Человек с высоким задумчивым челом, вытянутым иконописно-северным лицом, удлиненным бородой, с непропорционально длинными ногами, Третьяков ежедневно по-прорабски вставал в шесть утра, трудился над своим льноткацким мануфактурным производством, стоял за конторкой до конца рабочего дня и лишь после всего на санях с медвежьей полостью застенчиво объезжал мастерские художников. Часто сам занимался реставрацией.

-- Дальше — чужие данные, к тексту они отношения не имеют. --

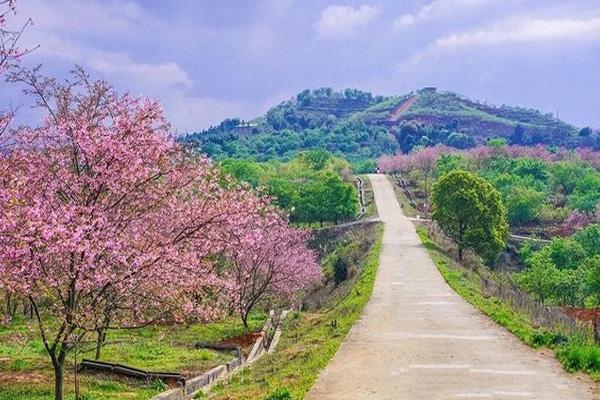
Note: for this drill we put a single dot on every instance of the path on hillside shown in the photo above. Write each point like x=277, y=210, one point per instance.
x=418, y=340
x=402, y=108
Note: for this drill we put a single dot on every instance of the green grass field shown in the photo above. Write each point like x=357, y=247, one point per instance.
x=308, y=342
x=575, y=353
x=26, y=372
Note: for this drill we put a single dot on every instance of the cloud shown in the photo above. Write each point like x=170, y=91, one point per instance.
x=513, y=33
x=192, y=113
x=527, y=30
x=438, y=9
x=342, y=21
x=159, y=75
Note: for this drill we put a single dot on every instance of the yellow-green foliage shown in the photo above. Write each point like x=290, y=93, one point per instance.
x=575, y=353
x=28, y=373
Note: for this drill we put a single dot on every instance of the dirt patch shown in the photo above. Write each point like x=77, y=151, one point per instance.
x=22, y=377
x=244, y=341
x=402, y=108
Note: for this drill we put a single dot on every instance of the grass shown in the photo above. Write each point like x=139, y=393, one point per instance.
x=575, y=353
x=308, y=342
x=28, y=374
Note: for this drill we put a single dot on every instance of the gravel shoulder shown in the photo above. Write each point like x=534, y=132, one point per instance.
x=417, y=339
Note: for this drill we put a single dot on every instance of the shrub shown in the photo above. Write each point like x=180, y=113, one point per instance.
x=340, y=270
x=279, y=394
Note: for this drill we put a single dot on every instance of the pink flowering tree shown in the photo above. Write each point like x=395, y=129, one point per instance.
x=106, y=223
x=269, y=261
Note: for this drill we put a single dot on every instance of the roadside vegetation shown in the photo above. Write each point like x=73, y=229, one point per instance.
x=314, y=187
x=26, y=372
x=311, y=337
x=545, y=292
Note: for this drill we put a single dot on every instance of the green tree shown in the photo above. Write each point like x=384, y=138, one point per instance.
x=316, y=159
x=244, y=170
x=449, y=162
x=285, y=193
x=341, y=199
x=589, y=238
x=586, y=195
x=460, y=140
x=470, y=212
x=564, y=253
x=592, y=269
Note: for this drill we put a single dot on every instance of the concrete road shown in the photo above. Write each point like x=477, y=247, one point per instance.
x=417, y=339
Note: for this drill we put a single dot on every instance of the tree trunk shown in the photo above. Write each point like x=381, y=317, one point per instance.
x=59, y=368
x=100, y=342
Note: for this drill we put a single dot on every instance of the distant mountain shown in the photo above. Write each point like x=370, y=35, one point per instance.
x=359, y=125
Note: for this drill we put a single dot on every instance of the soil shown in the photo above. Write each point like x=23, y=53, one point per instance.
x=244, y=341
x=402, y=108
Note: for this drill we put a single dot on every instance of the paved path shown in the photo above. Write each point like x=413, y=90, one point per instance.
x=418, y=340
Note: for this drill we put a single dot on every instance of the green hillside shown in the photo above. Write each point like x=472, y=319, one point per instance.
x=360, y=125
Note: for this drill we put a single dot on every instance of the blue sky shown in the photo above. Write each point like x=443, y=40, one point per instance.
x=207, y=60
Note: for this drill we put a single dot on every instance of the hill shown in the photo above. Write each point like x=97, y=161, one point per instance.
x=359, y=125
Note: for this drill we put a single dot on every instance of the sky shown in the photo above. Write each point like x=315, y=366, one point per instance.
x=209, y=60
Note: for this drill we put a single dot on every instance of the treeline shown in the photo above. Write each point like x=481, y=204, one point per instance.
x=314, y=187
x=555, y=192
x=412, y=134
x=566, y=271
x=107, y=223
x=549, y=186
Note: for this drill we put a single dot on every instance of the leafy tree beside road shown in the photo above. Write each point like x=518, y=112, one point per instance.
x=470, y=212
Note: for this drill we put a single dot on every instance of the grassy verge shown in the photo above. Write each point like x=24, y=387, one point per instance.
x=308, y=342
x=26, y=372
x=575, y=353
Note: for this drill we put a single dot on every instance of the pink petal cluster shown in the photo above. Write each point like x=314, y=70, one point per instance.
x=106, y=222
x=425, y=158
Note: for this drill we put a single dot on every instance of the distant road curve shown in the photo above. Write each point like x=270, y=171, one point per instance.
x=418, y=340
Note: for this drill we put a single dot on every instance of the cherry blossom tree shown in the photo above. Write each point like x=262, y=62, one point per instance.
x=106, y=223
x=269, y=261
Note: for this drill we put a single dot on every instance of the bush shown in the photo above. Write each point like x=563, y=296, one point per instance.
x=340, y=270
x=279, y=394
x=578, y=355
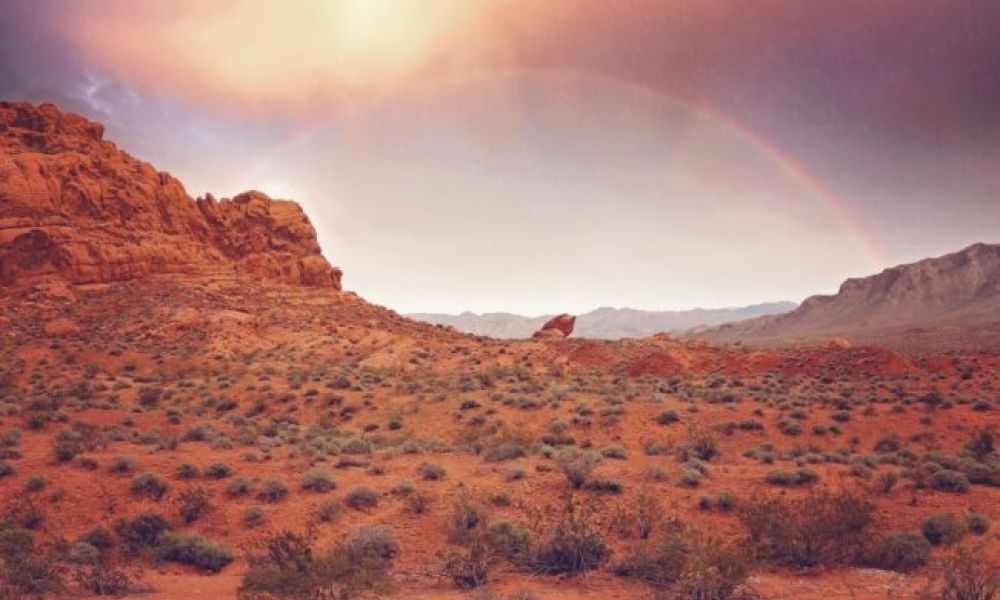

Домашнее что-то чудится в его собрании. Отец мой любил Серова. Серовский лирический рисунок, сдержанность и деликатность были близки его характеру. Он вкладывал свои сбережения, конечно, соразмерно окладу инженера, в монографии русской живописи. Рябушкин, Рерих, Левитан были домовыми нашей квартиры. Да и чье детство не завораживала Третьяковка? Чье сердце не томил гаснущий, умирающий жемчуг Врубеля?! Художник не продавал демону душу, он лишь прикоснулся к мировому центру тоски, и дух его не выдержал, сломался.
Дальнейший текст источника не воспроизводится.